NAD+ metabolism is involved in the regulation of NOB nanoparticles-mediated inflammation, oxidative stress, and BMAL1/SIRT1/E2F1 pathway in the presence of LPS
To further investigate whether NAD+ metabolism mediates the effects of NOB nanoparticles on LPS-induced inflammation and oxidative stress, we treated cells with the NAD+ inhibitor apocynin. The results showed that apocynin inhibited NOB nanoparticle-induced elevation of NAD+/NADH levels in the presence of LPS (Fig. 3A). Apocynin treatment significantly reversed the increase in the levels of BMAL1, SIRT1, E2F1, IL-4, IGF-1, TGF-β1, GCLC, GCLM, and NQO1 and the decrease in the levels of IL-1β, CCL2, and TNF-α in the cells of the model group after treatment with NOB nanoparticles (Fig. 3B–D), suggesting that NAD+ metabolism mediated the effects of NOB nanoparticles on LPS-induced microglia M1 polarization and the BMAL1/SIRT1/E2F1 axis.

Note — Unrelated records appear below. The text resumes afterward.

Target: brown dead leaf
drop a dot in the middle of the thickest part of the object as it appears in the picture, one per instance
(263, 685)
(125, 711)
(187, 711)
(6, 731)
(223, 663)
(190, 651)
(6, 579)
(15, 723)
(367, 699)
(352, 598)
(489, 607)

A The NAD+/NADH levels were assessed by the NAD+/NADH assay kit. B The expressions of BMAL1, SIRT1, and E2F1 were detected by western blot. C The levels of IL-1β, TNF-α, CCL2, IL-4, IGF-1, and TGF-β1 were detected by ELISA. D The expressions of GCLC, GCLM, and NQO1 were detected by western blot. *P < 0.05, vs the LPS; #P < 0.05, vs the NOB. n = 3/group.
Silencing of BMAL1 inhibits the effect of NOB nanoparticles on LPS-induced microglia M1 polarization and the SIRT1/E2F1 axis
To further investigate the effect of BMAL1 on LPS-induced microglia M1 polarization by NOB nanoparticles, we transfected the sh-BMAL1 lentiviral. sh-BMAL1 treatment significantly inhibited the expression of BMAL1 in cells of the model group. However, NOB nanoparticles promoted BMAL1 expression (Fig. 4A). The expression of BMAL1, SIRT1, and E2F1 was significantly decreased in the sh-BMAL1 + NOB group compared with that in the sh-NC + NOB group (Fig. 4B). sh-BMAL1 + NOB group exhibited lower levels of IL-4, IGF-1, TGF-β1, and CD206 than that in the sh-NC + NOB group; whereas sh-BMAL1 + NOB group showed higher levels of IL-1β, CCL2, TNF-α, and CD86 than that in the sh-NC + NOB group (Fig. 4C, D). The expressions of GCLC, GCLM, and NQO1 were significantly decreased in the sh-BMAL1 + NOB group compared with that in the sh-NC + NOB group (Fig. 4E). BMAL1 protein could bind to SIRT1 protein (Fig. 4F). In a word, silencing BMAL1 inhibits the effect of NOB nanoparticles on LPS-induced M1 polarization and SIRT1/E2F1 signaling in microglia.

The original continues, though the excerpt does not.